The gross tax gap is the difference between tax liability in any year and the amount of tax that is paid voluntarily and on time. The IRS recently estimated a gross tax gap for tax year 2001 of $345 billion, just over 16 percent of tax liability for that year.
The tax gap is once again a high profile political issue, as politicians and some economists see measures to close the tax gap as a key component of a deficit reduction strategy. This attention paid to the tax gap is the latest iteration of a cyclical pattern in which politicians alternatively call for increased IRS enforcement and then complain about the burdens the IRS imposes on the citizenry.

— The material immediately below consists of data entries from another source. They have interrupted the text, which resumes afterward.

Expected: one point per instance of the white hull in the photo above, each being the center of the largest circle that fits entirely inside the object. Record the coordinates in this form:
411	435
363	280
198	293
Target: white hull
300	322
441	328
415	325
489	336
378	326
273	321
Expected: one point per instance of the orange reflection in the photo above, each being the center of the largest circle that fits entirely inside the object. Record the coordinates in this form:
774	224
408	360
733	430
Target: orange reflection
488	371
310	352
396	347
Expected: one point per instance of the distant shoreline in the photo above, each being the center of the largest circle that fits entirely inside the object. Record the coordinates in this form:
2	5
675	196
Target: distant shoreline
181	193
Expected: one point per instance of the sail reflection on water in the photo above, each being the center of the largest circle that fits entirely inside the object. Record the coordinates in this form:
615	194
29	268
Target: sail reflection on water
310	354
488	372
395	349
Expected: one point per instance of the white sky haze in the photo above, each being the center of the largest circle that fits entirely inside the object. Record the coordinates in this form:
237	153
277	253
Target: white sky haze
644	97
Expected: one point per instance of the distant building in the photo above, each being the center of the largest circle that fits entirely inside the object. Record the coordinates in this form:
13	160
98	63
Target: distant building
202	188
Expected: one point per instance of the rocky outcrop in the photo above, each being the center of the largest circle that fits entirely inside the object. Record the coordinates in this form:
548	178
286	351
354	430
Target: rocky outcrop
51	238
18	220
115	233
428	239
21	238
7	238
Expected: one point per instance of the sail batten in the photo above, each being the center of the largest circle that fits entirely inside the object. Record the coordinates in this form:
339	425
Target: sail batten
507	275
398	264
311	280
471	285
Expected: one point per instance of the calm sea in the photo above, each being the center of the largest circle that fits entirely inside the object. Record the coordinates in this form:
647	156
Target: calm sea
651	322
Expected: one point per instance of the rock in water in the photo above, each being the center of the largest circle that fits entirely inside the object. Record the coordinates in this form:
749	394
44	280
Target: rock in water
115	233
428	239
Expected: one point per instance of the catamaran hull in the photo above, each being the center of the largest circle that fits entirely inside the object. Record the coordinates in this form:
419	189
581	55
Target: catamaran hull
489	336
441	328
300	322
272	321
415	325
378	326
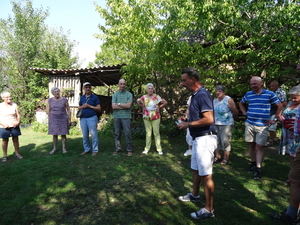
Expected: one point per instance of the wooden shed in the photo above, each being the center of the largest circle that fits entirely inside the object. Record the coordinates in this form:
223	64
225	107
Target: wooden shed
70	82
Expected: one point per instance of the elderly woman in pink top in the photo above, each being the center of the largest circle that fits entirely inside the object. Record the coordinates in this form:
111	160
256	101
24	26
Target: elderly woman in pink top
9	124
151	104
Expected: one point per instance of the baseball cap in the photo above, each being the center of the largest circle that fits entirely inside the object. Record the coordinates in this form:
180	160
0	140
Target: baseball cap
86	83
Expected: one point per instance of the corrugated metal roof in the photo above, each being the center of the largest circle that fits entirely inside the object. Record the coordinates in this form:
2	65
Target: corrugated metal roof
95	75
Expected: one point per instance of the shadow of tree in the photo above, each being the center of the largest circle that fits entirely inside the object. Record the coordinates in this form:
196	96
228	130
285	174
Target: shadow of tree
142	189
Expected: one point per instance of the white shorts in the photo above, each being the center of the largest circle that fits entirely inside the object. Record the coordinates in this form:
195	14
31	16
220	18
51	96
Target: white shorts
256	134
273	127
203	154
188	137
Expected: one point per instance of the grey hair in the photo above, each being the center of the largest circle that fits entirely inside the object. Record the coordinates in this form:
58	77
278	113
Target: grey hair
220	88
295	90
53	89
4	93
149	84
257	78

For example, in the 1988 presidential campaign, Democratic candidate Michael Dukakis called for more tax enforcement as a means of reducing the budget deficit and cited his success in improving tax compliance in Massachusetts as a model of what might be accomplished at the Federal level. In the mid-1990s, however, politicians competed with each other to denounce alleged heavy-handed IRS enforcement tactics. Congress enacted a new Taxpayer Bill of Rights, placed new restrictions on IRS activities, and mandated a re-organization of the IRS in the Internal Revenue Restructuring Act of 1998. Throughout the second half of the 1990s, IRS spending on enforcement activities declined dramatically, as budgetary resources shifted from enforcement to taxpayer service. Since 2001, however, IRS enforcement activities have gradually increased and, today, narrowing the tax gap is again a priority.